Working on the cabled mitts and a mention on a Knitmore Girls podcast reminded me of a cable needle I've been lusting after for some time now. I don't remember when I first heard about Leslie Wind's cable needles, but when I saw them I knew I had to have one someday. She dubbs them "tewelry". Functional knitting tools that are pretty enough to be jewelry. They are a bit spendy for a cable needle when you consider you can get a pack of 3 Clover cable needles for under $3. However, I like a bit of luxury here and there when I can swing it and that little bit of something special adds a lot of pleasure to my knitting time. So I finally broke down and treated myself to one (one of the small advantages of not buying yarn, you can spend the money on cool tools!)I went with the sheep design. It arrived about a week after I ordered it. As expected, it is gorgeous. The needle came with it's own little satin pouch that zips shut along with a polishing cloth to keep it looking great. The sheep is sterling silver and the cable needle is brass. It comes attached to an adjustable cord necklace so you can wear it around your neck. I found this just got in the way, especially on back cables, so I removed the cord. Using the needle took a little getting used to. I'm used to a straight cable needle (Brittany's are my favorite) where you can slip the stitches on to the needle from right to left and then knit them off the other end. With this needle, you have to slip the stitches to the needle from left to right which is a bit more difficult for me since I knit rather tightly. The needle is heavy enough to pull the stitches out of the way while you work the cable. After I work the cable I loop the needle around the middle finger on my left hand so it's ready for the next turn. It is by far the handiest needle in that respect; I don't have to weave it into my work or hold it in my mouth or drop it as mostly happens with my straight needle. I don't think this may be the cable needle for everyone. But if you are a bit experienced with cabling and looking for a special treat, I do recommend it. (Yes, that's the Fylingdales sweater in the background. Maybe this sweet cable needle will give me the push to finish it!)

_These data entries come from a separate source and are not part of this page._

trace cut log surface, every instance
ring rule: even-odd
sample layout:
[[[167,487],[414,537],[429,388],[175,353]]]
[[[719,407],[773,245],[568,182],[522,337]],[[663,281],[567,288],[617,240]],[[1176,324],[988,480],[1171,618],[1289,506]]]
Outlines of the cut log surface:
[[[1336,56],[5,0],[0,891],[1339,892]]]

I didn't get much reading done this week. I gave up on Aunt Dimity Snowbound. I couldn't get into it. I loved the first book and have only read one more in the series so far. Maybe it's because I read it out of order but I didn't care for it nearly as much as the first. I think I'll go back and try to read them in order before I try to read the later books.

I've instead started Biggie and the Fricasseed Fat Man. I LOVE the Biggie books. I've read the first two already and this is third in the series with 3 more after this one. The books center around Biggie Weatherford and her grandson JR, told from JR's point of view. They are set in Texas and are written with a heavy Texas accent. The characters are delightfully quirky. The stories are rather absurd and unlikely, but totally fun nonetheless.